Mexican media quickly said the attack was carried out by a leading drug cartel to force the Casino Royale’s owners to pay extortion money. Less immediately clear, though, was who those owners were and under whose gambling permit they had been operating.
Rewind to 2004.
That was the year when the administration of then-President Vicente Fox issued a new decree which authorized Mexico’s Ministry of Interior to issue new gambling permits and allowed bingo halls and sports books to install electronic gambling machines for the first time.
Gaming regulators at the interior ministry have since indicated that Class III slots and electronic table games are also legal—further establishing Mexico as key emerging market for leading gaming equipment manufacturers.

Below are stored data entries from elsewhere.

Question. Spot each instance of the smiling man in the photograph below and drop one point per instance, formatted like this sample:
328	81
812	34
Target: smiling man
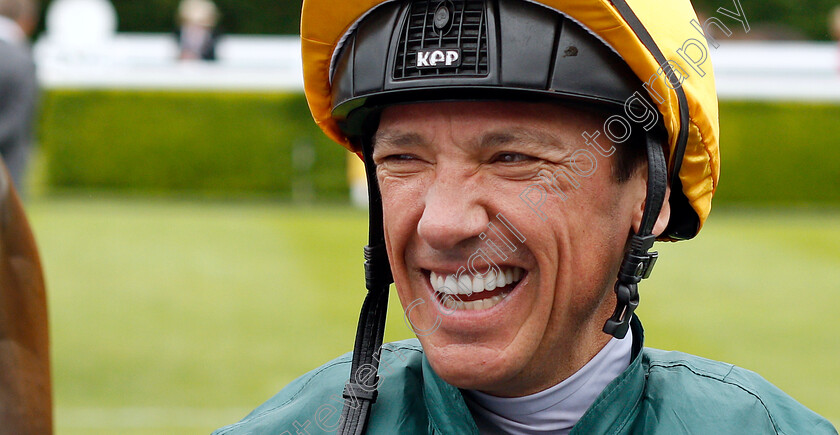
522	157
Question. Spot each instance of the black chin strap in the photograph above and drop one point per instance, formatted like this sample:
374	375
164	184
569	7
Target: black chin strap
360	391
638	262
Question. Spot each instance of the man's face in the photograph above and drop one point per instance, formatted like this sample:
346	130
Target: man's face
446	171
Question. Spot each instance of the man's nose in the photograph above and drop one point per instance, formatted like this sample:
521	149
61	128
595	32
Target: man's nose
452	213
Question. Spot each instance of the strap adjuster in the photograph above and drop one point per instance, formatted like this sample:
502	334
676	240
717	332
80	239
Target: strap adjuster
353	391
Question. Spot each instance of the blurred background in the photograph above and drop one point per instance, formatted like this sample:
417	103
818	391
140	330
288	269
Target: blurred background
203	245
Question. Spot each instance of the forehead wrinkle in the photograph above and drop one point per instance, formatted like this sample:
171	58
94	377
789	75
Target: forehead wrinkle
397	139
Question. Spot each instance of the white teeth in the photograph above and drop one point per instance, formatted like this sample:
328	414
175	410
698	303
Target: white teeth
490	281
481	304
500	280
466	283
450	286
478	284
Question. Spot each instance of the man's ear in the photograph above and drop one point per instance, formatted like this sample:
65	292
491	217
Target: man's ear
661	220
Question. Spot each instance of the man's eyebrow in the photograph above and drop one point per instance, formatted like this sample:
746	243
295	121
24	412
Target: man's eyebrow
523	136
397	139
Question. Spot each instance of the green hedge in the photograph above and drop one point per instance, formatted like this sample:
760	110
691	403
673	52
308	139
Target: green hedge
225	143
779	153
181	141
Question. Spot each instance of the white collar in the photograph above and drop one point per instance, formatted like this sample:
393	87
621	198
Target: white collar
11	32
557	409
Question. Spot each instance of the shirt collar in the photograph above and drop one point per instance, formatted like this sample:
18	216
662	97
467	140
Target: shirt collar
619	402
11	32
448	413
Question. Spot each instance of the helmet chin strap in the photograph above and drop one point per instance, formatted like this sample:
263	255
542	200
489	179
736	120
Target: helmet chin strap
638	262
361	390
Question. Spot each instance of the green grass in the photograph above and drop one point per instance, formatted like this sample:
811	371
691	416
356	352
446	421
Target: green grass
180	316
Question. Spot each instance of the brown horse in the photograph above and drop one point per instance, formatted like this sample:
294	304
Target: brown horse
25	389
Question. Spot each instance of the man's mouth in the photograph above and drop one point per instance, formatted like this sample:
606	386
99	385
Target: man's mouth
475	292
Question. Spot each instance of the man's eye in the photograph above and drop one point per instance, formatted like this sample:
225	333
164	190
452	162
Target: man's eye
401	157
511	158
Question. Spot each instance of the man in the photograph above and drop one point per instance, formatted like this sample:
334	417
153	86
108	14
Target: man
516	159
18	85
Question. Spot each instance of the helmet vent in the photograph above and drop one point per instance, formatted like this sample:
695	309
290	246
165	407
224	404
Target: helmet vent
459	49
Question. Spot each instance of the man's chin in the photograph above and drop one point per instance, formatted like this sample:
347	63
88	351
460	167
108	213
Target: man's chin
470	367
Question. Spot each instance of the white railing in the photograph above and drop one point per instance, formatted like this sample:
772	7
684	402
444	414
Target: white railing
803	71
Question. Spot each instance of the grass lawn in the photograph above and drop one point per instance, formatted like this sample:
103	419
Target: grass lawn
176	316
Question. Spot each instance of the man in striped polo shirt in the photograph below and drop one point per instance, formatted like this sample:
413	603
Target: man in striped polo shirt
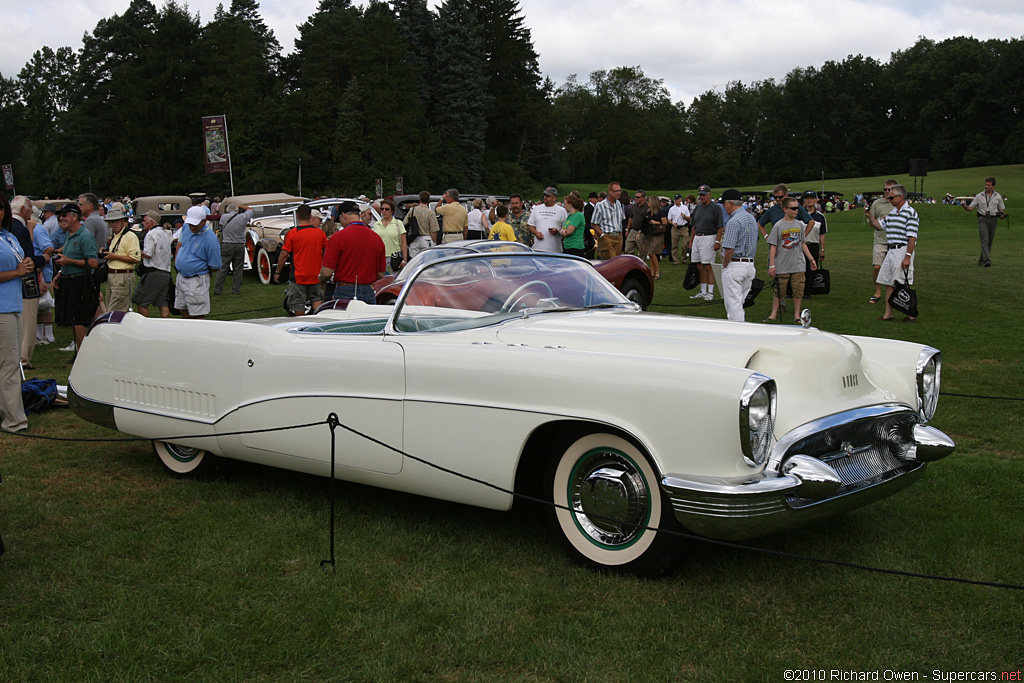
607	221
901	226
739	248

But critics say Mexico’s recent gaming boom has not been matched by expanded oversight.
The Ministry of Interior says there are 306 legal gaming parlors in Mexico, as well as 70 unlawful ones. Gaming regulators say they have taken action to shut down illegal businesses. But court injunctions have made the task more difficult.
“Mexico is the least mature of all the markets in which we operate,” says David Elizaga, chief financial officer for Codere, the Spanish gaming company. “The pace of growth has been very fast, outstripping the authorities’ ability to enforce the existing regulations, including through prosecuting those halls operating without the necessary permits, and developing a regulatory framework commensurate with the gaming sector that exists today in the country.”
Reacting to the arson attack in Monterrey, the former Mexican interior minister at the time of the 2004 decree agreed that Mexico’s gambling laws are “weak.”
They are also precarious.
The 2004 presidential decree, which did so much to fuel growth, did not actually supersede an earlier law from the 1940s that essentially banned casino gambling. That means a new Mexican president—and one will be elected in 2012—could rescind the 2004 regulation without needing to go through Congress.
“Basically, what we have now is a regulation acting as a law,” says Alfonso Pérez Lizaur, the president of APJSAC, Mexico’s equivalent of the American Gaming Association.
“All this can work, but I believe the best thing that could happen is a new law,” Santiago Creel Miranda, the former interior minister and now a Mexican Senator, told a Mexican newspaper after the Monterrey attack. “If you want to have gambling, you need to know exactly who is behind it and that they are operating transparently.”
Such arguments were made at the Monterrey gaming conference in 2008. Whether congressmen will be more inclined to listen now, with 2012’s elections looming, is the question.